Most of you have probably figured out we are going to be looking at the Old Testament Lesson today. The story of Moses at the burning bush is a well-known story that is rich in theological content. Today we will focus on three thoughts from this lesson. Each will be addressed by considering the following questions: 1) What makes holy ground holy? 2) What qualifies a person to answer God’s call to ministry? And, 3) What enables people to accomplish what God sends them to do?
OK, the first question: What makes holy ground holy? When Moses was called to serve God, he was tending a flock around Mount Horeb. The territory there was rugged. ‘Horeb,’ in fact, means: ‘dry, desert or desolate.’ In very many ways, the place where Moses was walking was very ordinary and common – nothing special. And it is there that a bush on fire caught the eye of Moses. In the middle of this desolate, semi-desert scene, Moses approached the burning bush. Then God called to him saying: “Moses, do not come near; take your sandals off your feet, for the place on which you are standing is holy ground.” (Exodus 3:5)
Now remember, we’re not talking about a place that looked especially hallowed. Rocks, sand and brush were the most obvious accoutrements. And yet, we know that Moses took what he heard from God seriously. Verse 6 of our text tells us that, “Moses hid his face because he was afraid to look at God.” (Exodus 3:6) Moses believed that he was on holy ground. But it wasn’t holy by nature. It wasn’t it’s location that made it holy. It was holy ground because of the divine presence of God.
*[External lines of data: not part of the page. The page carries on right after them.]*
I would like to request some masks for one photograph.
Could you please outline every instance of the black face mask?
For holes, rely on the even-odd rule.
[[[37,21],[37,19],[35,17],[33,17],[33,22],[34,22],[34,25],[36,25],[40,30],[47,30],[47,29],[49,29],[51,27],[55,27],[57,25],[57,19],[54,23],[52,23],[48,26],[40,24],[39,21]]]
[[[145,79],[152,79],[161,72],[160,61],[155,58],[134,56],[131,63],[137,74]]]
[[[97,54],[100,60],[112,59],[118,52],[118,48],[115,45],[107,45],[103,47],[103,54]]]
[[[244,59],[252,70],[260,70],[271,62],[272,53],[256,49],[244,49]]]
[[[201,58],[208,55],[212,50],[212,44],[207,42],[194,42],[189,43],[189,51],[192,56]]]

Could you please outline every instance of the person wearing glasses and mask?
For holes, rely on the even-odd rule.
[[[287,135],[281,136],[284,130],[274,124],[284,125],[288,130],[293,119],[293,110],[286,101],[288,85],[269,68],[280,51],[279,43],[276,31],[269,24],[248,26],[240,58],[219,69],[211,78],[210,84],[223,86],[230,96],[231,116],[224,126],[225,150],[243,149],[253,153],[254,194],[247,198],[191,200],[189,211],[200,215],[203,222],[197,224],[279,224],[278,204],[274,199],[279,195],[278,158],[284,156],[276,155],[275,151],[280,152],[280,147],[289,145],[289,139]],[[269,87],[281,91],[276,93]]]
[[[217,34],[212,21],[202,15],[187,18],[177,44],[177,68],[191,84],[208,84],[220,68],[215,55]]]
We are a few months away from having to move away from this location. As we contemplate having to move from this place, I am certain that there is some sadness. But I say to you, beloved, it isn’t the stained glass, nor the pews nor the cathedral ceiling that make this the house of God. What makes this holy ground is the presence of Jesus who promises to be where his people gather in his name. It is the presence of the Holy Spirit working through his Word and bringing forgiveness and new life through the waters of baptism. It is God bringing forgiveness, peace and assurance when believers gather to receive the true body and blood of the Savior.
There is nothing in the stones, glass and wood that make this sanctuary holy. It is God and his presence that make this holy ground. The place that we move too will be holy because God will be there to. If we worship out of a tent – as the Israelites did while they wandered in the desert - it will be holy because of God’s presence. If we worship in a fine sanctuary like this one, it will be holy because of God’s presence. So, what makes holy ground holy? God does! It is his presence that causes a place to be holy.
Second question: What qualifies a person to answer God’s call to ministry? When we wade into these waters, we need to do so with care. Certainly we don’t want to minimize the giftedness of a person who brings many gifts and skills to ministry. God can use those for his ends. But at the same time, we don’t want to say that a person who doesn’t seem to be especially gifted, isn’t qualified for God’s service. People don’t have to be incredibly eloquent, musical or super intellectual to enter into ministry. Why? Because ministry really isn’t about us! Holiness – being fit to serve others in ministry – also comes from God! As people are washed in Christ’s forgiveness and called to the Lord’s service, God qualifies them to answer his call. What we bring or not bring to the table is not the key: it is what God brings through those He has forgiven and called to serve.